La manière dont le clitoris est perçu et décrit évolue grandement au cours des siècles. Chacun a son avis sur la question : on croit d’abord que le stimuler permet d’améliorer la fertilité (la masturbation est même encouragée par l’Église catholique !) puis les croyances populaires prennent une toute autre tournure. En effet, tout au long du 19ème siècle est pratiquée, aux Etats-Unis et en Europe, la clitoridectomie (cautérisation, section ou écrasement du clitoris), indiquée comme traitement de choix contre l’hystérie, la nymphomanie ou la masturbation.

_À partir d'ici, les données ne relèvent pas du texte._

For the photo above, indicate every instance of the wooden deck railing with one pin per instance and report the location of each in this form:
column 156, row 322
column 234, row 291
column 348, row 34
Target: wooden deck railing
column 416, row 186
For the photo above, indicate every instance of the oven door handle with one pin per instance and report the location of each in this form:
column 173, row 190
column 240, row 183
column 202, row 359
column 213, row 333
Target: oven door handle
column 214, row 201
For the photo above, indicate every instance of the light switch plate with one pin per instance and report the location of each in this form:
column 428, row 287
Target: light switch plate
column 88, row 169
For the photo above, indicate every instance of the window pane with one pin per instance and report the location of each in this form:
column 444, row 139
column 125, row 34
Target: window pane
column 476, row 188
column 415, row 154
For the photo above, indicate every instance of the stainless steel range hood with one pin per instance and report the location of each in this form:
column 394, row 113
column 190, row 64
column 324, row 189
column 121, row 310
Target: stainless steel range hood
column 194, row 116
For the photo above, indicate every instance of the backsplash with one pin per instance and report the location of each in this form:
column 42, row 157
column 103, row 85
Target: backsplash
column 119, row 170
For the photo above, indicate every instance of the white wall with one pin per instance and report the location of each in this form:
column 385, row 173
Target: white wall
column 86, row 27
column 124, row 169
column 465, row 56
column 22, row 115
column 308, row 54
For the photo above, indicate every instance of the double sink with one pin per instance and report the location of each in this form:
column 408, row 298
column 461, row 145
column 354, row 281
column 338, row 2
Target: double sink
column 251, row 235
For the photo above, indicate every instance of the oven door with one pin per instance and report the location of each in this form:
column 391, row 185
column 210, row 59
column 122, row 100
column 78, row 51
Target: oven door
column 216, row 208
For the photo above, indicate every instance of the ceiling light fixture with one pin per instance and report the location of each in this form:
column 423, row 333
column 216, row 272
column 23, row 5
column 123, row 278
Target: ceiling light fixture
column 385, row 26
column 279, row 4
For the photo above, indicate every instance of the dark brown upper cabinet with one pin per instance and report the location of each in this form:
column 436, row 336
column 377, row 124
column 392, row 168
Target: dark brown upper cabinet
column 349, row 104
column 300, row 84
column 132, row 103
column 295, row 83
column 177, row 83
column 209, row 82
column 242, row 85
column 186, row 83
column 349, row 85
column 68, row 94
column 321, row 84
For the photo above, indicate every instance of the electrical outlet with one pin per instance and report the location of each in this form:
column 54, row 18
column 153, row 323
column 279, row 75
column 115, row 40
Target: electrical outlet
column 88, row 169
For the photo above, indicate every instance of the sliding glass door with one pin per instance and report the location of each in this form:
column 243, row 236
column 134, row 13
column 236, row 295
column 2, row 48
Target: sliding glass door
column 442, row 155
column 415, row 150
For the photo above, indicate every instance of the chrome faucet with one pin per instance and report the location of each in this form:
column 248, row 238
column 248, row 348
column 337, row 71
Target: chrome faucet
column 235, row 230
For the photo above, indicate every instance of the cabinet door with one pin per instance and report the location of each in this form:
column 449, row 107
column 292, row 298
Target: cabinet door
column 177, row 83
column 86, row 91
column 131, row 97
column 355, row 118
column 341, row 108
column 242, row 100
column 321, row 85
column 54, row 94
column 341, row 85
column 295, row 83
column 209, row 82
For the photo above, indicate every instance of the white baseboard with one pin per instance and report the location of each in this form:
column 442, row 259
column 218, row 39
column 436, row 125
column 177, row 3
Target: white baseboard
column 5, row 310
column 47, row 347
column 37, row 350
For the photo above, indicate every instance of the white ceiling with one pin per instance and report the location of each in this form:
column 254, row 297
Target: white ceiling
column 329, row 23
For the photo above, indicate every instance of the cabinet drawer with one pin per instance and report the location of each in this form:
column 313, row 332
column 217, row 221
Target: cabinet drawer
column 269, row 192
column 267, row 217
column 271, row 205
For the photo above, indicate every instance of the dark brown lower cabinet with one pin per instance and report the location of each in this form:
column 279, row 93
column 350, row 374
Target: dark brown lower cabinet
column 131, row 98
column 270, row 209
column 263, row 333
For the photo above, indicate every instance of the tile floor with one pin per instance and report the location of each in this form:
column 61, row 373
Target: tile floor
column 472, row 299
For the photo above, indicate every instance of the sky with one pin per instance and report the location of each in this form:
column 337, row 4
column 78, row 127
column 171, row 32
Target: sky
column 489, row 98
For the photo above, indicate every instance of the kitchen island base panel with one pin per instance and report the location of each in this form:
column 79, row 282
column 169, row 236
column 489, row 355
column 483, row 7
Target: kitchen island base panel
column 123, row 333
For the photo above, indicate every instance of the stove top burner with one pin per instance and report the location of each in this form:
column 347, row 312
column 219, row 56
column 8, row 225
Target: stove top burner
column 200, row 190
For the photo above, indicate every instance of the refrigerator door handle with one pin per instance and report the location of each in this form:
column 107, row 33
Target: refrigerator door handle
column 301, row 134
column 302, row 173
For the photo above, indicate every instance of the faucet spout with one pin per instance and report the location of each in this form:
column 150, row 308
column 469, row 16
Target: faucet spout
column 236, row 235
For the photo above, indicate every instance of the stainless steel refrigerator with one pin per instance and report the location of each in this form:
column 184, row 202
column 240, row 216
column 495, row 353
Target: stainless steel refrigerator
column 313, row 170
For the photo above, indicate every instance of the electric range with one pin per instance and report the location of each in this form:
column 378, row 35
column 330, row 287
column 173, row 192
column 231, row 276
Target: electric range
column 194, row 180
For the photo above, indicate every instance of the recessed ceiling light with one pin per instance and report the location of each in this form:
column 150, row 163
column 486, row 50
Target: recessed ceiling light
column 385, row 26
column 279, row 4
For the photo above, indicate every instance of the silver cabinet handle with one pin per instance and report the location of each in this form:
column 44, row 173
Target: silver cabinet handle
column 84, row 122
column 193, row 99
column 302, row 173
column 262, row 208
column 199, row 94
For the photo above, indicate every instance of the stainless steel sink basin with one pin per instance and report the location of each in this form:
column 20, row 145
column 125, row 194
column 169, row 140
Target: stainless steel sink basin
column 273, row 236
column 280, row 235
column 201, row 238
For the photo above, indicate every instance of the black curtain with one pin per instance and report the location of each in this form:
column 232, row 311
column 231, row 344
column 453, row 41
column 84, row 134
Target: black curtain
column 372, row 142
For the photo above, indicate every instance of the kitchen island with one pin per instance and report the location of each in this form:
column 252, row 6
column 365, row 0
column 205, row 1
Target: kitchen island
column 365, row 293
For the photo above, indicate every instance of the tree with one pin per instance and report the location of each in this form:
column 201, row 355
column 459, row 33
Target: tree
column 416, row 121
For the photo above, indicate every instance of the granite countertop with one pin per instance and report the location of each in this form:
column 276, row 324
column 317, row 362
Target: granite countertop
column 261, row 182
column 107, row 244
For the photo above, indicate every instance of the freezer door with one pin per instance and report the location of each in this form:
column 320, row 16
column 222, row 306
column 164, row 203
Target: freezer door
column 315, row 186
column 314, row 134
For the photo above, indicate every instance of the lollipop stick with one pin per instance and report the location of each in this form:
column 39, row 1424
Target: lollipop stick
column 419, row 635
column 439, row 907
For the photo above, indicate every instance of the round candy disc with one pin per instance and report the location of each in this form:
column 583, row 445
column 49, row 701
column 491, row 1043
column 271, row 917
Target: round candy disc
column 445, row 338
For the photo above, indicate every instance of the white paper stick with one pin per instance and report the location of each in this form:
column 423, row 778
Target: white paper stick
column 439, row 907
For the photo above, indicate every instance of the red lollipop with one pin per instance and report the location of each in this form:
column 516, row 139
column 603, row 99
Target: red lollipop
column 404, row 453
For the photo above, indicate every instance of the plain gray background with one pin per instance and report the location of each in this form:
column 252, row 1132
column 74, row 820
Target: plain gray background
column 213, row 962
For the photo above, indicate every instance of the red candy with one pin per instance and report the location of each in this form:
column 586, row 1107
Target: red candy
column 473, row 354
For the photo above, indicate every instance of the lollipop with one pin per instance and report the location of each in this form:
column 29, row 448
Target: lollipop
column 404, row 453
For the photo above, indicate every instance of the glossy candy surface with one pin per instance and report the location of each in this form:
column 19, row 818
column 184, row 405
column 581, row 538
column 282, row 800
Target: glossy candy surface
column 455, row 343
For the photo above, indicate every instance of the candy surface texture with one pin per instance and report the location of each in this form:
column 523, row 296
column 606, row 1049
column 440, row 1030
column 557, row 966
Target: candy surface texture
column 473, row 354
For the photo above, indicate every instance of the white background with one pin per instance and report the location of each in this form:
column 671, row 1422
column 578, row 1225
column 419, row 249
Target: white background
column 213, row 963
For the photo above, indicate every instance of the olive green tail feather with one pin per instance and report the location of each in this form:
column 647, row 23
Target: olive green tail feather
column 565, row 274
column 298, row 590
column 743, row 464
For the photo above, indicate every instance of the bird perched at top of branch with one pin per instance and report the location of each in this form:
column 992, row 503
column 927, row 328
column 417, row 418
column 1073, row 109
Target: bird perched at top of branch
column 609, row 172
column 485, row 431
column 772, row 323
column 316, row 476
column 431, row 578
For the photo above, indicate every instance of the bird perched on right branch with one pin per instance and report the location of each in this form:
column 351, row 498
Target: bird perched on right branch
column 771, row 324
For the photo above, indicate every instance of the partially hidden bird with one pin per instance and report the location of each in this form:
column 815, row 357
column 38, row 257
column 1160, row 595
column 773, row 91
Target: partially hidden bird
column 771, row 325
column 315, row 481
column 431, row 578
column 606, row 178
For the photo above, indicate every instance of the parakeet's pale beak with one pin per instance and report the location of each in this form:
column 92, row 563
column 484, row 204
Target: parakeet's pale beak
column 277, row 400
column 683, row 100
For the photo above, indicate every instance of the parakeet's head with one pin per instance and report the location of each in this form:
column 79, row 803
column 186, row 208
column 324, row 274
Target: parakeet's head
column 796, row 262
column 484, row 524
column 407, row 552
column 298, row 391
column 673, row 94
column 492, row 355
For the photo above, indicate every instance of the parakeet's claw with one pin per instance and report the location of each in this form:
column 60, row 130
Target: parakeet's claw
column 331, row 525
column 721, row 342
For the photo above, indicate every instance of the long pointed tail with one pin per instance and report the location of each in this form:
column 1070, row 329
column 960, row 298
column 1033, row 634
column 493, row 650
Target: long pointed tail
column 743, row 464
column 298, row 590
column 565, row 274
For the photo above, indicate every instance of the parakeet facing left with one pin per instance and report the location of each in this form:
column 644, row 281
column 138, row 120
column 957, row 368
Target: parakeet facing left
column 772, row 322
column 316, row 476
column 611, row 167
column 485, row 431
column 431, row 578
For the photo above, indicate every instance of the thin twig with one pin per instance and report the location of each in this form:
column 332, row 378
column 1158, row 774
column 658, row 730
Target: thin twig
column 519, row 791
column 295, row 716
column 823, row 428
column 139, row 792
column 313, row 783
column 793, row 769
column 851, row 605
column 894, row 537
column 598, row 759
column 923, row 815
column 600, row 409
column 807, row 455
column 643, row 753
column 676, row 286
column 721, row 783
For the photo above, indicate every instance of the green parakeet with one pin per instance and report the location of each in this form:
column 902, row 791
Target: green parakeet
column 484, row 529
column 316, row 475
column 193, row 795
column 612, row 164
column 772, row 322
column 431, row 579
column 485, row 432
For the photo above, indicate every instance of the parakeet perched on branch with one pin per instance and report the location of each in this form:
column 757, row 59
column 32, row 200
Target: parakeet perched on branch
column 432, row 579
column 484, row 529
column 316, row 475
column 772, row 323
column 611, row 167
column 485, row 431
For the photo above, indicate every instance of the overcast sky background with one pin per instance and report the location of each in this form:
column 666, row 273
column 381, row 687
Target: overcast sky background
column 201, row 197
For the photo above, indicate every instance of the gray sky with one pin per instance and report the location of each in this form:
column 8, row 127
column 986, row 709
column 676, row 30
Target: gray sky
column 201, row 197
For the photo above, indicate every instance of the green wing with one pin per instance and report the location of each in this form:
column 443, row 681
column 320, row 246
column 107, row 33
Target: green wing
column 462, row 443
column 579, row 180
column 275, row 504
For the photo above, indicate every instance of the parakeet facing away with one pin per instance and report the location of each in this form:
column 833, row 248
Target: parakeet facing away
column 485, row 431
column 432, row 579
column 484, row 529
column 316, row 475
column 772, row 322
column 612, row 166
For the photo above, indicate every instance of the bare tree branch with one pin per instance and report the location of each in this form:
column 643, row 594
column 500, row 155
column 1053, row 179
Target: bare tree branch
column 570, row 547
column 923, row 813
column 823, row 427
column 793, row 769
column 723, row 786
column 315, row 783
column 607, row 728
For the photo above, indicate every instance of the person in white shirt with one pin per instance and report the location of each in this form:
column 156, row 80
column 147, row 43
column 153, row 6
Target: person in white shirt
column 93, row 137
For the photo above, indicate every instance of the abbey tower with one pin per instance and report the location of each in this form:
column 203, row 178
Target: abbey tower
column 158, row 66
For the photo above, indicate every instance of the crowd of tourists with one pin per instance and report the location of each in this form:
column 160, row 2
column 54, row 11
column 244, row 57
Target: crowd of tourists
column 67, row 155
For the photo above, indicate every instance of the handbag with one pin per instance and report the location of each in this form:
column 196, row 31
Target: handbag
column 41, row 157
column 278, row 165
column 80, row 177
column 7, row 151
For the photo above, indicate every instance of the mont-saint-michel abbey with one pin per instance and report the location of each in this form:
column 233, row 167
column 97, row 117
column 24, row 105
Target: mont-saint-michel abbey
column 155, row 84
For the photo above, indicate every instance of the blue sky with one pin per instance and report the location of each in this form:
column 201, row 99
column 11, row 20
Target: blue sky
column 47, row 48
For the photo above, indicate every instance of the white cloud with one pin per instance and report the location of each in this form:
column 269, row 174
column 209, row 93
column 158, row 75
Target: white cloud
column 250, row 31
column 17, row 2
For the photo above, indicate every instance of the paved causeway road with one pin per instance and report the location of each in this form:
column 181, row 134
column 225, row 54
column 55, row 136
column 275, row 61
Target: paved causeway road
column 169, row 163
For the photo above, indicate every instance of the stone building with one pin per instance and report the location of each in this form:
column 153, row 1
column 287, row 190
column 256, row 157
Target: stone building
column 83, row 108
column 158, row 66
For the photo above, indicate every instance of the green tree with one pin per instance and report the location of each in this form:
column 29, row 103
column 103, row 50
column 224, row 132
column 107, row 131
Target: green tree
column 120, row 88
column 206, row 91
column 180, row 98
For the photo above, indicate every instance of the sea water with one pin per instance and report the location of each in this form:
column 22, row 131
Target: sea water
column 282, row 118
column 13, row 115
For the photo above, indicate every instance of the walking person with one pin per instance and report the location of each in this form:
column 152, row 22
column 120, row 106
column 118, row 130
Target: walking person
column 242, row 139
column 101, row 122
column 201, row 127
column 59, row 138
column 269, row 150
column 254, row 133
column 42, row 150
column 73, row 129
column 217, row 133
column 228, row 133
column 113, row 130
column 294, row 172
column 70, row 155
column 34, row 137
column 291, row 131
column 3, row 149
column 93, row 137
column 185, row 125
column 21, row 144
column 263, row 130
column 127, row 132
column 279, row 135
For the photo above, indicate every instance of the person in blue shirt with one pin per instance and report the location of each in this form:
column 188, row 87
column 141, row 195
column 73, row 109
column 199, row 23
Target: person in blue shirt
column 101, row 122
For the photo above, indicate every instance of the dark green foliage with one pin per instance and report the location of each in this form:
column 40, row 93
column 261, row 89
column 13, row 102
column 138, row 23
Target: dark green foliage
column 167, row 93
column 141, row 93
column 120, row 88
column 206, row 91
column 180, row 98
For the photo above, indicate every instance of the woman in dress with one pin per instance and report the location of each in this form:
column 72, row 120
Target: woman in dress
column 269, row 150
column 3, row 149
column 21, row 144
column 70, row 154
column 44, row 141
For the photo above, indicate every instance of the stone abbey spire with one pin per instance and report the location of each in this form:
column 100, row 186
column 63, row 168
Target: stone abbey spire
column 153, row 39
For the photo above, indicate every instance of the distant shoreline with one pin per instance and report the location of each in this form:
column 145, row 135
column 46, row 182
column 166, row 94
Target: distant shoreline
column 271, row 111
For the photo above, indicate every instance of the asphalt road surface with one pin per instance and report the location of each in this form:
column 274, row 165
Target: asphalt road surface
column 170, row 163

Finalement, les mentalités finissent par évoluer et la perte du clitoris apparaît comme une réponse disproportionnée à ces soi-disant troubles. Le massage du clitoris est même utilisé comme traitement de l’hystérie, menant à l’invention du premier vibromasseur en 1867 (le film Oh my God ! retrace avec humour cette épopée). Toutefois, en 1880, le milieu scientifique découvre que le clitoris n’a pas de lien ni de fonction dans la reproduction, donc pourquoi alors s’en préoccuper ? Il sera caché et tu jusqu’à la toute fin du 20ème siècle.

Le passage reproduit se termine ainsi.